Leila aimait paresser dans la salle de bains avant de faire l'amour. Il y avait les endroits qu'il fallait laver et bichonner, le mascara pour souligner les yeux, le rouge sur les lèvres, et des parfums de différents arômes pour chaque partie de son anatomie.
A trente ans, elle avait un corps superbe, de ceux que les clients adorent. Pas trop gros, mais des formes harmonieusement courbées là où if faut, des hanches larges et la gorge abondante, une musculature nerveuse.
Elle baissa les bras et s'approcha du lit baigné dans une lumière tamisée en balançant les hanches. Ses talons aiguilles la grandissaient de huit bons centimètres et exagéraient encore le déhanchement.
Mais l'homme allongé nu sur le dos, velu comme un ours, avait fermé les yeux. Ne va pas t'endormir maintenant, gros cochon, se dit-elle. Pas cette nuit, j'ai besoin de toi. Leila vint s'asseoir au rebord du lit et laissa courir ses doigts légers aux ongles vernis sur la toison qui recouvrait le ventre et la poitrine. Elle pinça les deux mamelons et promena sa main sur le ventre puis jusqu'à l'aine.
Elle se pencha un peu et l'embrassa sur les lèvres, agitant avec art sa langue pointue. Mais les lèvres de l'homme ne répondirent que très mollement à sa caresse et elle sentit soudain l'odeur de l'arak.
Encore saoul, se dit-elle. Cet imbécile ne pouvait décidément pas s'arrêter un peu de boire. Pourtant, cela présentait un certain nombre d'avantages, cette bouteille d'arak qu'il vidait tous les soirs. Allez, au travail.
Leila Al-Hilla était une courtisane de talent et elle le savait. La meilleure de tout le Proche-Orient, d'après certains, mais certainement la plus chère. Elle avait commencé bien des années avant, alors qu'elle n'était encore qu'une enfant, dans une académie très discrète où l'on enseignait tous les secrets et ficelles des ouled-nails marocaines, des nautsh indiennes et des adeptes du Fukutomi-cho. Les filles les plus anciennes servaient de professeurs aux petites qui apprenaient en les regardant faire.
Après quinze ans de pratique, elle savait très bien que quatre-vingt-dix pour cent de l’art d'une bonne putain ne consiste pas à satisfaire une virilité insatiable. Ce genre de balivernes était bonnes pour les revues ou les films pornos. Ses talents consistaient davantage à flatter, complimenter, louer et cajoler, mais surtout à susciter l'érection du mâle à partir de désirs brûlants mais de moyens fort limités.

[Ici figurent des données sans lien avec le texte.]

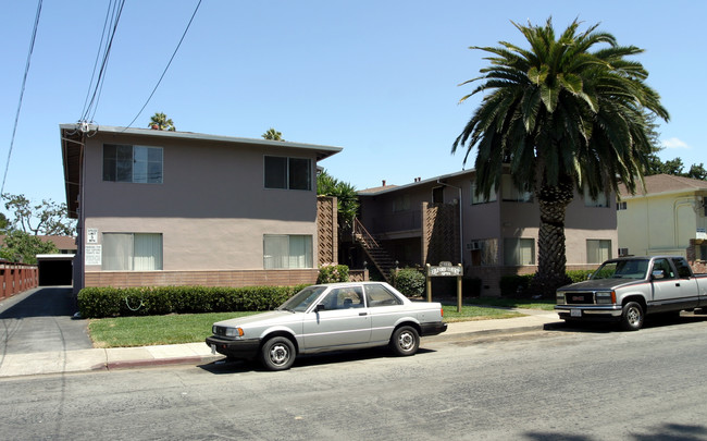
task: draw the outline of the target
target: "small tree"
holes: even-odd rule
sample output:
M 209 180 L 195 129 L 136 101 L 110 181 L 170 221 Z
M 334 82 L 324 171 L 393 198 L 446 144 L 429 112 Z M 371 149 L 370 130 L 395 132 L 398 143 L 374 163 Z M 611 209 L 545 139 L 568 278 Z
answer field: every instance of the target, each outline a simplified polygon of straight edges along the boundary
M 75 221 L 69 219 L 66 204 L 57 204 L 51 199 L 42 199 L 41 204 L 33 204 L 25 195 L 2 195 L 5 209 L 14 213 L 9 221 L 9 230 L 20 230 L 32 235 L 64 235 L 76 233 Z
M 147 126 L 158 131 L 176 131 L 172 119 L 166 118 L 166 114 L 162 112 L 156 112 L 152 117 L 150 117 L 150 123 Z
M 268 128 L 268 132 L 263 133 L 262 135 L 263 139 L 270 139 L 270 140 L 285 140 L 283 139 L 283 134 L 282 132 L 277 132 L 273 127 Z
M 42 242 L 39 237 L 20 230 L 11 230 L 0 247 L 0 258 L 34 265 L 38 254 L 57 254 L 59 249 L 52 242 Z

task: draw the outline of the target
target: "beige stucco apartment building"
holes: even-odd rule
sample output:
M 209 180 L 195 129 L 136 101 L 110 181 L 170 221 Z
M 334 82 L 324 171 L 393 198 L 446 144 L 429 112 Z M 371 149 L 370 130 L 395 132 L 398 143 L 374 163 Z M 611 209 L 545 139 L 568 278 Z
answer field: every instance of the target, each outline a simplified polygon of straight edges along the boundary
M 621 253 L 707 260 L 707 182 L 656 174 L 646 176 L 645 184 L 635 195 L 620 191 L 617 217 Z
M 537 269 L 539 208 L 508 174 L 488 199 L 477 197 L 474 176 L 468 170 L 362 191 L 362 228 L 399 266 L 462 264 L 466 275 L 482 279 L 483 294 L 497 295 L 501 275 Z M 568 269 L 594 269 L 616 257 L 613 197 L 576 195 L 568 206 Z
M 340 147 L 60 125 L 74 289 L 317 279 L 317 164 Z

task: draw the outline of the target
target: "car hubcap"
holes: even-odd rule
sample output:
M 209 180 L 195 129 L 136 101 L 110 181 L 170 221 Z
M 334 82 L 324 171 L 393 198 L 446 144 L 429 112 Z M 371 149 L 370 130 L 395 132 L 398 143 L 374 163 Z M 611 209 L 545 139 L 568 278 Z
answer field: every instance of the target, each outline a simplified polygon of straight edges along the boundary
M 276 344 L 270 350 L 270 359 L 275 365 L 284 365 L 289 358 L 289 351 L 284 344 Z
M 641 320 L 641 314 L 638 314 L 636 308 L 629 309 L 627 315 L 629 316 L 629 322 L 631 324 L 637 324 Z
M 414 339 L 410 332 L 402 332 L 398 339 L 398 344 L 402 351 L 410 351 L 414 344 Z

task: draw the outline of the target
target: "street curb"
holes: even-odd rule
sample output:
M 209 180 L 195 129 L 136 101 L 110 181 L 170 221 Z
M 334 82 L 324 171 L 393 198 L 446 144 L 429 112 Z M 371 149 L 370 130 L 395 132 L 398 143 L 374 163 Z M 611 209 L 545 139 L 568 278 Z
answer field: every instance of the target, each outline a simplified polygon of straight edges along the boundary
M 169 366 L 169 365 L 191 365 L 191 364 L 208 364 L 218 362 L 223 358 L 223 355 L 194 355 L 187 357 L 174 357 L 174 358 L 151 358 L 151 359 L 137 359 L 137 360 L 127 360 L 127 362 L 111 362 L 104 365 L 104 368 L 108 370 L 116 369 L 131 369 L 138 367 L 148 367 L 148 366 Z

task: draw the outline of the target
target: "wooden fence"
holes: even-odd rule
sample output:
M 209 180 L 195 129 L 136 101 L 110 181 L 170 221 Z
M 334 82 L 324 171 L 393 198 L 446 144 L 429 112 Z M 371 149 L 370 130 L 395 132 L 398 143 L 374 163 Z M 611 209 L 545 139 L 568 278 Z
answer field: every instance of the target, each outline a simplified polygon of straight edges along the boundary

Elle continua à promener sa main, quitta l'aine et sentit le pénis de l'homme. Il était tout recroquevillé, aussi mou que de la guimauve. Elle rit intérieurement. Ce soir, le général Abdullah Kadiri, commandant les forces blindées de l'armée de la République d'Irak, allait avoir besoin de quelques encouragements.
Elle avait caché sous le lit, dans un petit sac de tissu, quelques objets qu'elle étala sur le drap à côté d'elle. Après s'être enduit les doigts d'un gel crémeux et épais, elle en garnit un vibromasseur de taille moyenne, souleva une des cuisses du général et lui introduisit délicatement l'appareil dans l'anus.
Le général Kadiri émit un grognement, ouvrit les yeux, jeta un coup d'œil à la femme nue accroupie près de ses génitoires, et sourit. Ses dents étincelaient sous l'épaisse moustache noire.
Leila appuya sur le bouton de l'appareil et des pulsations insistantes envahirent le bas du corps du général. La femme sentait l'organe rabougri se raffermir lentement sous sa main.
Elle s'enduisit la bouche avec du gel, se pencha en avant et prit le pénis dans sa bouche.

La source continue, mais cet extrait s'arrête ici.